Guide
This free SSL checker tells you whether a domain's HTTPS certificate is valid: who issued it, when it expires (with days remaining), which hostnames it covers, and whether browsers will trust it. Enter a domain and get a clear verdict — valid, expiring soon, or problem — with each issue explained.
How to check an SSL certificate
- Paste a domain or URL (e.g.
example.com— the hostname is extracted automatically). - Click "Check". Our server opens one TLS connection to port 443 and reads the certificate metadata only.
- Read the verdict badge first, then the details: issuer, validity window, covered hostnames, and the certificate chain.
What the verdicts mean
| Verdict | Meaning | What to do |
|---|---|---|
| Valid | Trusted chain, hostname covered, not close to expiry | Nothing — you're good |
| Expiring soon | Less than 30 days remain | Confirm auto-renewal works before the deadline |
| Problem | Expired, hostname not covered, or untrusted chain | Fix before visitors see browser warnings |
Example
Checking yourcompany.com might show: issued by Let's Encrypt, valid for another 58 days (green badge), covering yourcompany.com and www.yourcompany.com, negotiated over TLSv1.3 — a healthy setup with auto-renewal working. The same check on a forgotten subdomain might return "Expired 12 days ago", telling you exactly what visitors have been seeing.
Common problems this catches
- Expired certificate — renewal automation silently broke; browsers show a full-page warning.

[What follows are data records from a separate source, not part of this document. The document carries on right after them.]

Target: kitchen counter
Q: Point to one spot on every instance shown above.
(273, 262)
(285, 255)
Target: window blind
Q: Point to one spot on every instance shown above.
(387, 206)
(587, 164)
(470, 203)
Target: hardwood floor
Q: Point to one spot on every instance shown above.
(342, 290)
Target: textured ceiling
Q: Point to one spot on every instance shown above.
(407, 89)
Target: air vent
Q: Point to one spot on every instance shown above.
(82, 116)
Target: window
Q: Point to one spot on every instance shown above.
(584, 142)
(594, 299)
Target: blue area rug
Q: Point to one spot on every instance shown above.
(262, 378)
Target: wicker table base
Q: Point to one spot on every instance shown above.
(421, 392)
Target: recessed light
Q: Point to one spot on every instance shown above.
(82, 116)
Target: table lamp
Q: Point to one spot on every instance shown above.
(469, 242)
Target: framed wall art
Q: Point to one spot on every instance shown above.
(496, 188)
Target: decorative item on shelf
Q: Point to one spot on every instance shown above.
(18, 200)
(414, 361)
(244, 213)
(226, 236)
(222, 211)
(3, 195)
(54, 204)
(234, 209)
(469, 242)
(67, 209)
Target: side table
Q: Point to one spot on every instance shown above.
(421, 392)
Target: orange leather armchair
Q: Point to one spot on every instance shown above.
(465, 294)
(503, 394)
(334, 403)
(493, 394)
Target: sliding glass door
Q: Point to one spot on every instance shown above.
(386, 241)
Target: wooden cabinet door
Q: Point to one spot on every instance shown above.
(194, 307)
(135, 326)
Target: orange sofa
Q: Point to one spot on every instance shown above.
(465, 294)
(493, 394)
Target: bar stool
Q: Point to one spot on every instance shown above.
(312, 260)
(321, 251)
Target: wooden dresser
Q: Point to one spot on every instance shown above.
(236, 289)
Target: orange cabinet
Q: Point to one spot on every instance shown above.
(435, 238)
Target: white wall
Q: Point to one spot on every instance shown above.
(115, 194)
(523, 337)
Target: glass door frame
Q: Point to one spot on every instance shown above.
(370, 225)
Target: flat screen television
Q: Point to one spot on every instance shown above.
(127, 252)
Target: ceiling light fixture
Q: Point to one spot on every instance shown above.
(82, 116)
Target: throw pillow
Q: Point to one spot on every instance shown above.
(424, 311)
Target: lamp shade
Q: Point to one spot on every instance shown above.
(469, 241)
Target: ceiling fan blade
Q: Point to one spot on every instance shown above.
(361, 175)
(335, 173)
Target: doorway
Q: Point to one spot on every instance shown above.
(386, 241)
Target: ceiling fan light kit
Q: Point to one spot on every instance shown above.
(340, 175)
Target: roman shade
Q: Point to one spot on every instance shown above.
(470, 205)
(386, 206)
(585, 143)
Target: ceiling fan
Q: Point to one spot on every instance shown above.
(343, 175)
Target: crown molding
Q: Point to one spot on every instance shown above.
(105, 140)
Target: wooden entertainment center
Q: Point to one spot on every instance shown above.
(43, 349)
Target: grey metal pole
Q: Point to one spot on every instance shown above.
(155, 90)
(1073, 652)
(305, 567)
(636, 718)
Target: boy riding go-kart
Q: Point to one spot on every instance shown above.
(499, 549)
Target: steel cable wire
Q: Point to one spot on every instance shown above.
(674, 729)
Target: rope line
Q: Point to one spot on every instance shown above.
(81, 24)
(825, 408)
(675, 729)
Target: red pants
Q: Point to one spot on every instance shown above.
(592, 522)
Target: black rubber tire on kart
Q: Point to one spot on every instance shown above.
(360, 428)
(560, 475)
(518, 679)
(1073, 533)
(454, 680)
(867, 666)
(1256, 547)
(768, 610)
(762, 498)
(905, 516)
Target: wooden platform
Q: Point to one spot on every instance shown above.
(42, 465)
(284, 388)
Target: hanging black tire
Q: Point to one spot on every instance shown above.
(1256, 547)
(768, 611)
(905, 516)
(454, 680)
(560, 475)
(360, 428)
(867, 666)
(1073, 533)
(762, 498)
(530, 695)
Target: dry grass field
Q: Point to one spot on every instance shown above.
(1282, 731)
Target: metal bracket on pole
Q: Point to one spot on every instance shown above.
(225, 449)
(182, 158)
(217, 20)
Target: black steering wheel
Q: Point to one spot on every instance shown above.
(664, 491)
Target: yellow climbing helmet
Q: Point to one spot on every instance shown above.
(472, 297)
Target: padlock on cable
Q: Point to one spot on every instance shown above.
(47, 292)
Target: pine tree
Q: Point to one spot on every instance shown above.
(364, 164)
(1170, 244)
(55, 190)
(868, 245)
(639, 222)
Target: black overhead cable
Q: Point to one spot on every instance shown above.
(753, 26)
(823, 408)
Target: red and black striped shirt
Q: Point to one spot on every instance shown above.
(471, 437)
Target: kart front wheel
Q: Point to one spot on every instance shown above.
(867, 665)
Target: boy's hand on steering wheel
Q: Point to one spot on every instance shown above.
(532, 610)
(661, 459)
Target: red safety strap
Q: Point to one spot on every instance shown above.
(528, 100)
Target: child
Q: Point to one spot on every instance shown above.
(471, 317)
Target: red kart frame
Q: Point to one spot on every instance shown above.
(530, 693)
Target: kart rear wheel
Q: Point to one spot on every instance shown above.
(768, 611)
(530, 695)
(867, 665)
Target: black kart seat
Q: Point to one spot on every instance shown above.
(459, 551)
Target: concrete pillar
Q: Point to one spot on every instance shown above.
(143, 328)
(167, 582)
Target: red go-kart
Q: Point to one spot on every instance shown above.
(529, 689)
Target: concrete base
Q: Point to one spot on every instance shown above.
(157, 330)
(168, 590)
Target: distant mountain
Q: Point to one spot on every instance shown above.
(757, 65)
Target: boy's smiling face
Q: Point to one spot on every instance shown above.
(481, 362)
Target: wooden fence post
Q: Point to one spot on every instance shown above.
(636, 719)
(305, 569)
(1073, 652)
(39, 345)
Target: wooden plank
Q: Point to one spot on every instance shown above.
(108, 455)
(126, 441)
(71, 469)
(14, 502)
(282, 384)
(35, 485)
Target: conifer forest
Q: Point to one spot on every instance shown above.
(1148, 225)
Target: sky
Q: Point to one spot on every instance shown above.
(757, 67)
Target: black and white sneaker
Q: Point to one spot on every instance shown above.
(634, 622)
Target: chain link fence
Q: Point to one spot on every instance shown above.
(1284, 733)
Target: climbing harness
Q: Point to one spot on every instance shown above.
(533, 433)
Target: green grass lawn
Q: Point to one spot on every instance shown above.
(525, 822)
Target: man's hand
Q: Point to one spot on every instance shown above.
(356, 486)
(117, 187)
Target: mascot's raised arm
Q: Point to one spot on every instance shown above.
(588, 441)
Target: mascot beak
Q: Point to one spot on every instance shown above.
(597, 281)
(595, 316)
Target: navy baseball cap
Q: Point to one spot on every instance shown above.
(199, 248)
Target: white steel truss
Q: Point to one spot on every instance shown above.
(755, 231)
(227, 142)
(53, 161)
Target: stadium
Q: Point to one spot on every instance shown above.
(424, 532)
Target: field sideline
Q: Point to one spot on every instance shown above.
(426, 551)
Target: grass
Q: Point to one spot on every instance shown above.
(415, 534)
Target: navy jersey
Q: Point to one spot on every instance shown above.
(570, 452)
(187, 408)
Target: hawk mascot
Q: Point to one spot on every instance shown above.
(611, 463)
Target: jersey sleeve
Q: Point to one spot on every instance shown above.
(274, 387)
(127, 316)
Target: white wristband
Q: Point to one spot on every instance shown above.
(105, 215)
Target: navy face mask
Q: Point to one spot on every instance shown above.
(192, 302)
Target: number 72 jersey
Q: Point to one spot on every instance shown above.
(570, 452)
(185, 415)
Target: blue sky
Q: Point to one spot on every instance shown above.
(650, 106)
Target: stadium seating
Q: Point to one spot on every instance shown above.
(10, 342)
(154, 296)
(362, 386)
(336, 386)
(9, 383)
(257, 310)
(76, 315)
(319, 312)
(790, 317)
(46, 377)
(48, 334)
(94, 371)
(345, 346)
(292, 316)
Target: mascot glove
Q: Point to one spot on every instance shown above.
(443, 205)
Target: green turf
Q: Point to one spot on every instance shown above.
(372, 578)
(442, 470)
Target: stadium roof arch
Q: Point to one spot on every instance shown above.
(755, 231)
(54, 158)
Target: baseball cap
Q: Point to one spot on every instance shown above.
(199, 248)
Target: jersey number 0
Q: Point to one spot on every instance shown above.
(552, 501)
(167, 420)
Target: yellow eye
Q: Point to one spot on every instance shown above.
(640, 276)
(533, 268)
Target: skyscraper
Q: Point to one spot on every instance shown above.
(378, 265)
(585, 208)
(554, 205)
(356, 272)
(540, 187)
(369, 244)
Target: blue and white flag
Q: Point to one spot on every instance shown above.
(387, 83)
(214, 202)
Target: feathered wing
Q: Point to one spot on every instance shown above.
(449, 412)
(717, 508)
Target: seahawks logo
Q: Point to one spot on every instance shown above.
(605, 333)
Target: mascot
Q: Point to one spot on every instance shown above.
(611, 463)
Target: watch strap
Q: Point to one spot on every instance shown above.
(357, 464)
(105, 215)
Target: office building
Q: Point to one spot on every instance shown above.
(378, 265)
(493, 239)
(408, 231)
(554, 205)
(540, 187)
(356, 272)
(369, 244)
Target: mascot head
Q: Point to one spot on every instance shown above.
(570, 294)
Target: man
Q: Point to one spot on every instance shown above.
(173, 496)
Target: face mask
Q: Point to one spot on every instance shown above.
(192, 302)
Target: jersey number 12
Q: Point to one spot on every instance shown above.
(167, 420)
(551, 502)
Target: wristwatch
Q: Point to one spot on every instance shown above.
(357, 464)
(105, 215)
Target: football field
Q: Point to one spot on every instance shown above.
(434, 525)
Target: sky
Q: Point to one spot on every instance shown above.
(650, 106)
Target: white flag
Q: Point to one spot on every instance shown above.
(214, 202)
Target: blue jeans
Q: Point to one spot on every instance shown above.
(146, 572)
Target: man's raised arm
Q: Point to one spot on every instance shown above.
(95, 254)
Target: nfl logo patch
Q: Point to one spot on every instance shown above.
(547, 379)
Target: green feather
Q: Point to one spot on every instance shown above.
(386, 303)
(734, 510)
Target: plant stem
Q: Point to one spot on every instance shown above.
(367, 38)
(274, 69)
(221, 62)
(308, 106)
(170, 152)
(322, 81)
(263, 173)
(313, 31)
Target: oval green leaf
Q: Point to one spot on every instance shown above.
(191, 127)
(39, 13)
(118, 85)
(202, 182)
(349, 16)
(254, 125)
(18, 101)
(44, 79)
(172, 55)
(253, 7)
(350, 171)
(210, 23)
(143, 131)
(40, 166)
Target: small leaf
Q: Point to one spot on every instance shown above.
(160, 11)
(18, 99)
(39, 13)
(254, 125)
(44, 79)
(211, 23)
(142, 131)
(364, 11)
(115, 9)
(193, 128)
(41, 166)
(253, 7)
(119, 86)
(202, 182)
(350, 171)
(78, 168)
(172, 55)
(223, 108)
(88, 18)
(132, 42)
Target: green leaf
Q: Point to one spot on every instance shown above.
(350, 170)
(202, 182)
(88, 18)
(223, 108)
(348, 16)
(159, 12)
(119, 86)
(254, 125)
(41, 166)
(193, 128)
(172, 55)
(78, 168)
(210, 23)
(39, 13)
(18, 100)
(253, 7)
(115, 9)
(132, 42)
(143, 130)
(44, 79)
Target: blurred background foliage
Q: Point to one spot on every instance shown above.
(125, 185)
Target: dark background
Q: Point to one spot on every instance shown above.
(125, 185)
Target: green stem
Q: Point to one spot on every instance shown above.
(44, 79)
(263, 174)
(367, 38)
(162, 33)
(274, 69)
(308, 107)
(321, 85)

- Hostname mismatch — the certificate covers
example.combut not theshop.example.comyou serve. - Missing intermediate certificate — works in some browsers, fails in others and in many API clients.
Related lookups
- Where does the domain resolve, and who hosts it? → DNS lookup
- Who owns the domain, and when does the registration expire? → WHOIS lookup
Limitations
- The check connects to port 443 only; certificates on non-standard ports are not inspected.
- One certificate is read per check — SNI is used, so the certificate for the exact hostname you enter is what gets verified.